Les cerfs-volants de Kaboul de Khaled Hosseini
Je viens de terminer la lecture de ce roman et je suis encore profondément émue. L'histoire d'Amir et d'Hassan, leur enfance en Afghanistan dans les années 70 et leur destin tragique vont, je crois, me poursuivre longtemps.
Le récit est celui d'Amir, fils d'un homme d'exception, riche commerçant et âme généreuse. Il est difficile pour le héros d'être à la hauteur des attentes d'un tel père . L'occasion va lui être donnée, l'année de ses douze ans, lors du concours annuel de cerfs-volants, de briller aux yeux de celui-ci, mais cela se fera au prix d'une terrible trahison : il va abandonner Hassan aux mains d' adolescents barbares. Sa vie va basculer à ce moment, il rentre dans les grâces de son père mais le payed'une culpabilité qui le rongera jour après jour.
Bien plus tard, il lui sera donné de se racheter: il devra quitter les Etats-Unis pour plonger dans l'Afghanistan des talibans et s'acquitter de sa dette envers Hassan. C'est une magnifique histoire de culpabilité et de rédemption.
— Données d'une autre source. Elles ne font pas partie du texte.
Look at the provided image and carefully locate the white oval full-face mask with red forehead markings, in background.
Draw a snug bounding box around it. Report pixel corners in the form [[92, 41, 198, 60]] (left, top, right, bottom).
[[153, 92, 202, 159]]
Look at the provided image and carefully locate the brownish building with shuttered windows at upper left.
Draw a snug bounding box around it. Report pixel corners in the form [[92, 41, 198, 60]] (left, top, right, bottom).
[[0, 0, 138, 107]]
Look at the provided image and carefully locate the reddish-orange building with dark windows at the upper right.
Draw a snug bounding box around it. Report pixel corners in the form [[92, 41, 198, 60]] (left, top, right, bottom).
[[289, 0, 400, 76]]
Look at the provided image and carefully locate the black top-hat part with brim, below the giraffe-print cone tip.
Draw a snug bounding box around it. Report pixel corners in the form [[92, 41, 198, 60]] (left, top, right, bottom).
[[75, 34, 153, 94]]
C'est aussi un aperçu historique très juste de ce pays, qui occupe tous les médias ces derniers jours mais que je connaissais très peu.
J'ai beaucoup aimé ce passage du roman où Amir et son père fuient leur pays après l'invasion russe. Ils fuient clandestinement et doivent supporter un trajet, cachés dans une citerne essence vide. Pour lutter contre l'odeur, le confinement, la peur, son père recommande à Amir de se souvenir d'un moment heureux et Amir repense à Hassan:
"Quelque chose d'agréable. D'heureux. Je laissai vagabonder mes pensées, jusqu'à ce qu'une scène me revînt à l'esprit.
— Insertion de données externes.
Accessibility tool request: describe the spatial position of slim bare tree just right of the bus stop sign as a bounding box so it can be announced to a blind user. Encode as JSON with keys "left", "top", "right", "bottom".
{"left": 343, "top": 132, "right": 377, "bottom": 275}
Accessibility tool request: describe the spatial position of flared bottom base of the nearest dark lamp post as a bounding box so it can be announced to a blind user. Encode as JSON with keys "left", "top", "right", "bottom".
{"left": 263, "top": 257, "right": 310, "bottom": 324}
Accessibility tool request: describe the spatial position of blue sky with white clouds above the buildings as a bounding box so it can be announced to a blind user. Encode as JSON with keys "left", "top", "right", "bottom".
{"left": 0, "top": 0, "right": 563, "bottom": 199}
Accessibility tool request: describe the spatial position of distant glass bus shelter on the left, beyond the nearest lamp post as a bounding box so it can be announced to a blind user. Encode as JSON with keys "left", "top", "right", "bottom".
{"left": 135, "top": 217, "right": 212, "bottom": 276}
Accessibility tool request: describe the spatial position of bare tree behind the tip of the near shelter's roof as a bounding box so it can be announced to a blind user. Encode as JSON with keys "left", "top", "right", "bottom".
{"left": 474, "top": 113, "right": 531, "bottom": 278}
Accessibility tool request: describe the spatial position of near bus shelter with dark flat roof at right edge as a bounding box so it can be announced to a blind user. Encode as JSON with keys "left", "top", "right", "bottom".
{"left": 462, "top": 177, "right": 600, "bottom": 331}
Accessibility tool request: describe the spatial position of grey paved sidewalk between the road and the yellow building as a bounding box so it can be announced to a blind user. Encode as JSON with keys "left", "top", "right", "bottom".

Un vendredi après-midi à Paghman. Un champ vert pomme ponctué çà et là de mûriers en fleur. Je suis avec Hassan au milieu d'herbes folles qui nous arrivent aux chevilles. Je tire le ligne, la bobine se dévide entre ses mains calleuses et nous suivons du regard le cerf-volant dans le ciel. Nous n'échangeons pas un mot, non parce que nous n'avons rien à nous dire, mais parce que cela n'est pas nécessaire. Ainsi en va-t-il entre deux êtres quand chacun a été le premier à marquer la mémoire de l'autre. Des êtres nourris au même sein. L'herbe ondoie sous la brise. Hassan laisse filer la ligne et le cerf-volant tournoie, plonge, se stabilise enfin. Nos ombres jumelles dansent au sol. Derrière le muret en brique, à l'extrémité du champ, s'élèvent des rires, des conversations, ainsi que le clapotis d'une fontaine. Et aussi de la musique-un vieil air familier, peut-être Ya Mowlah, joué par un rubab. Quelqu'un nous crie nos noms par-dessus le muret, c'est l'heure du thé.
Impossible en revanche de me rappeler à quel mois, ni même à quelle année remontent ces instants. Je savais juste que ce souvenir vivait en moi, tel un morceau parfaitement préservé d'un passé radieux, une touche de couleur sur la toile grise et désolée qu'étaient de venues nos vies."
Merci à Philippe, mon ami libraire de chez Gwalarn de m'avoir prêté "ce bijou tragique" selon la formule du magazine Lire.